Inclusão e cidadania
A Língua Brasileira de Sinais (Libras) é importante aliada para a inclusão social dos surdos. Em 24 de abril, a lei que a reconheceu como meio de comunicação e expressão legal faz aniversário e, por isso, a data foi definida como Dia Nacional da Libras.
Utilizadas principalmente pela comunidade surda, as línguas de sinais são uma forma de comunicação que emprega gestos e expressões faciais para gerar significado. As línguas de sinais são diferentes do idioma falado por cada país e existem, segundo a Federação Mundial de Surdos, mais de 300 diferentes pelo mundo. E não se trata de mímica, elas possuem gramática, fonologia, morfologia, sintaxe e semântica próprias.

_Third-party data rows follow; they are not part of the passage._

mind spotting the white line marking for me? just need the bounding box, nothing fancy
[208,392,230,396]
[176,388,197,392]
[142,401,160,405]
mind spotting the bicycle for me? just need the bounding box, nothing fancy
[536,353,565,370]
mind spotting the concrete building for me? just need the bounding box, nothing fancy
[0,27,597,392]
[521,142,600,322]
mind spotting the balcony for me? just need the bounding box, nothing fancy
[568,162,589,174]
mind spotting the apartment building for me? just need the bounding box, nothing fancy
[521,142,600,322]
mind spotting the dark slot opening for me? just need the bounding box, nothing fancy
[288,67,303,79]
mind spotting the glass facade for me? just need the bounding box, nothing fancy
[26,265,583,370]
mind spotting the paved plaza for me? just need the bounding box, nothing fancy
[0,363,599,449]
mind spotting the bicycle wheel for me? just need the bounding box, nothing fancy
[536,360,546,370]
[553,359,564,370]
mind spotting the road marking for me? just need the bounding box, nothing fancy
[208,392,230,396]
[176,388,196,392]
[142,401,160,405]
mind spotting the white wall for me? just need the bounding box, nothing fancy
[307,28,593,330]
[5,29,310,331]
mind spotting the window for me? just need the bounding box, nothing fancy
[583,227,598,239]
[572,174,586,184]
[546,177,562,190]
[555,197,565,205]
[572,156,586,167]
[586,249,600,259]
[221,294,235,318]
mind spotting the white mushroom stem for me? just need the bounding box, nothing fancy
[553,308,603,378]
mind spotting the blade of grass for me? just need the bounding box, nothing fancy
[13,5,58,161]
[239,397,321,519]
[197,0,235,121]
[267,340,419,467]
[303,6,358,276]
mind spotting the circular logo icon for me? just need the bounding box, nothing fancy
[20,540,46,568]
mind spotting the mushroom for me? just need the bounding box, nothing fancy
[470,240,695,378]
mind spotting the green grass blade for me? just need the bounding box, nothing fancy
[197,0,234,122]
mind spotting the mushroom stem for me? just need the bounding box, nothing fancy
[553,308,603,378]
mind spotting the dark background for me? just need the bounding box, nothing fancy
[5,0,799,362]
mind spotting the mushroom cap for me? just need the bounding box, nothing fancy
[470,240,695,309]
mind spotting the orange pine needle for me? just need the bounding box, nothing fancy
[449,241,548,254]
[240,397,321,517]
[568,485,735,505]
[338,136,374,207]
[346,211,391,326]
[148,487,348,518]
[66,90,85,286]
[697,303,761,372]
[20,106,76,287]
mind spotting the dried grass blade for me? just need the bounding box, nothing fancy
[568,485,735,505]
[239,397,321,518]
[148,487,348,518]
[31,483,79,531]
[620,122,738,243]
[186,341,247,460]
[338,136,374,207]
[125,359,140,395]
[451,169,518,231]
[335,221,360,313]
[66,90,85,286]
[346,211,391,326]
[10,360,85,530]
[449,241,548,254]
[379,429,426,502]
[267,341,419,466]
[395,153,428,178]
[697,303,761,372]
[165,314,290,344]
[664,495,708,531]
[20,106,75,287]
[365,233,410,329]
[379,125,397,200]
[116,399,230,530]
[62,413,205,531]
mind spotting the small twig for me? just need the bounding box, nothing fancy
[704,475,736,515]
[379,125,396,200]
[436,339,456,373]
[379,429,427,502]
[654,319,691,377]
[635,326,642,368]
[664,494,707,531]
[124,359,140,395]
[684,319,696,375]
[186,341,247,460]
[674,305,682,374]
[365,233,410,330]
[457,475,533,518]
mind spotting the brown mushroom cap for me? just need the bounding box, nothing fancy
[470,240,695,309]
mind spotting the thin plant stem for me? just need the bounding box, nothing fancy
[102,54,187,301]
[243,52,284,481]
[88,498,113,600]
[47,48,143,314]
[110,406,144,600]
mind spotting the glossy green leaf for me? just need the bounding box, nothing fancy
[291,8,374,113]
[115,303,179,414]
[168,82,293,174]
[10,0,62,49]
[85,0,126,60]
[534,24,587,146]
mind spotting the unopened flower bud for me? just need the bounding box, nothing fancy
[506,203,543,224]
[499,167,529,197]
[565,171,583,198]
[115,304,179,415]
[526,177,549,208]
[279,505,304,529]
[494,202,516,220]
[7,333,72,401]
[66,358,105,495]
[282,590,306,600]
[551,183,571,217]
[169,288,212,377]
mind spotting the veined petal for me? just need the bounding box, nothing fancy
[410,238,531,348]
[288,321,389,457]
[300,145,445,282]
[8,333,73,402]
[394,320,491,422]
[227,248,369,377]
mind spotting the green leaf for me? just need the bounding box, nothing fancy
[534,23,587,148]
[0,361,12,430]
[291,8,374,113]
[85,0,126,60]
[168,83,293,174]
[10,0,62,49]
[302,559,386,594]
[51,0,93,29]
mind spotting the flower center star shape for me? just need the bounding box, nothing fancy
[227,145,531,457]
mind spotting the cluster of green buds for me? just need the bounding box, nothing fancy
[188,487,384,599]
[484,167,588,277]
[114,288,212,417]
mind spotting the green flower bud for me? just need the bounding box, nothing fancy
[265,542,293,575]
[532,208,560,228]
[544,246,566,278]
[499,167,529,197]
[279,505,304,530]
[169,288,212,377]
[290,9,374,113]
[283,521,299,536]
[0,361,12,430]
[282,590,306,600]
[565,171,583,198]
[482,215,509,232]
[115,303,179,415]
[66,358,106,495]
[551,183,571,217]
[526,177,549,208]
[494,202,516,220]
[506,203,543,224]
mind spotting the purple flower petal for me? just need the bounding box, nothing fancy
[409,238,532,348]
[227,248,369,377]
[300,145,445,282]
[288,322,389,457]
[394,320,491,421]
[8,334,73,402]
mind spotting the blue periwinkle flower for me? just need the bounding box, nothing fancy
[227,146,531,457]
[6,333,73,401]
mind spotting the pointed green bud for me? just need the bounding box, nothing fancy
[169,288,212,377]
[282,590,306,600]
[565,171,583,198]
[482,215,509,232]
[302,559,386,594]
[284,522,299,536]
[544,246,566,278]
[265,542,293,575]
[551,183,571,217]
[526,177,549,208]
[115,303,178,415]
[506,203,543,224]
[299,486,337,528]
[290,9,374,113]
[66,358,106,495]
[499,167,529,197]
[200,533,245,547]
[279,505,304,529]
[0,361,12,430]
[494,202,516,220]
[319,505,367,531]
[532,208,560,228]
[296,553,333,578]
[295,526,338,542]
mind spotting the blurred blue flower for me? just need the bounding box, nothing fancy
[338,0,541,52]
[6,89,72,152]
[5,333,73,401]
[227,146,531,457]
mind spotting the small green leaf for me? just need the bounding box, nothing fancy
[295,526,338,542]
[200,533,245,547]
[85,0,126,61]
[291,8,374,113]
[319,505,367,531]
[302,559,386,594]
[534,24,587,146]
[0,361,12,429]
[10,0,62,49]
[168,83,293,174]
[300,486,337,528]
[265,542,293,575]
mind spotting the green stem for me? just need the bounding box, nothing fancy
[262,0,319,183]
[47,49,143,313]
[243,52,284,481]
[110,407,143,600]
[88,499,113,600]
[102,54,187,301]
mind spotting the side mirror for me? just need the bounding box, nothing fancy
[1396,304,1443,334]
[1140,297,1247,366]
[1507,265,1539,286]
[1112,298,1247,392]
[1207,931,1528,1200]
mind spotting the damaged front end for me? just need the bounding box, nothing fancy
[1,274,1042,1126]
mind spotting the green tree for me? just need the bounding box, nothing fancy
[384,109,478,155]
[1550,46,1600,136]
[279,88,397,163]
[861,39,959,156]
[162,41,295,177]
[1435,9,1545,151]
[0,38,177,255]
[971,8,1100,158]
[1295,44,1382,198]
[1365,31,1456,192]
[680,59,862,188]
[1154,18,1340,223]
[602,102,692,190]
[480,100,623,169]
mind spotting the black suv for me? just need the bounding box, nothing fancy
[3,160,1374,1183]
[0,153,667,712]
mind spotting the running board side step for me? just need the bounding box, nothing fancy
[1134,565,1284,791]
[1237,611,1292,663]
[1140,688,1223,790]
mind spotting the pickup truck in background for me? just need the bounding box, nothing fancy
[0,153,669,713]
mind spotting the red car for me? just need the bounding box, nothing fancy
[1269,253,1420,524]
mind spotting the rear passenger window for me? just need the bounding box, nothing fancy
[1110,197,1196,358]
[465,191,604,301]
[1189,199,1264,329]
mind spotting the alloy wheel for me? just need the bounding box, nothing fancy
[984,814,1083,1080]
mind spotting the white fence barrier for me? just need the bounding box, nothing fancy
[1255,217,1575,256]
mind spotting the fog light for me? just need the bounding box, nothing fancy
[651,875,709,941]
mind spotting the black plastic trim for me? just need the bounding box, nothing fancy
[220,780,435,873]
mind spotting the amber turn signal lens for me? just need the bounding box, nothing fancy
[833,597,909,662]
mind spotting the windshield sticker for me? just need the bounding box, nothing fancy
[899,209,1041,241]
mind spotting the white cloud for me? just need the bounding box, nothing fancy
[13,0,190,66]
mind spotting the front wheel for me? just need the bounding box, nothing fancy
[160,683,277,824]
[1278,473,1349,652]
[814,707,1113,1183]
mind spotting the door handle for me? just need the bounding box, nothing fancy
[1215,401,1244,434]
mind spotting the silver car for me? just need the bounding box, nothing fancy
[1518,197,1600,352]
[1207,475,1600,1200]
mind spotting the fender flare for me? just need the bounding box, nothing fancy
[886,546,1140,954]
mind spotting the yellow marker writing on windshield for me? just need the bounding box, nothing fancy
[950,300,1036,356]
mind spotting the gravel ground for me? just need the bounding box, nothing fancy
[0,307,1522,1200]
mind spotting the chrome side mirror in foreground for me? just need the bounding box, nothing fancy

Globalmente, estimativas da Organização Mundial de Saúde (OMS) apontam para a existência de 1,5 bilhão de pessoas com algum grau de déficit auditivo. Delas, calcula-se que 430 milhões têm perda moderada ou grave no ouvido com melhor audição.
No Brasil, de acordo com o Instituto Brasileiro de Geografia e Estatística (IBGE), 5% da população têm algum tipo de deficiência auditiva. São 10 milhões de brasileiros e, destes, 2,3 milhões possuem um grau severo da condição. A falta de acessibilidade e inclusão limita o acesso dessa parcela de cidadãos a direitos e oportunidades básicos, como a educação e o ingresso no mercado de trabalho.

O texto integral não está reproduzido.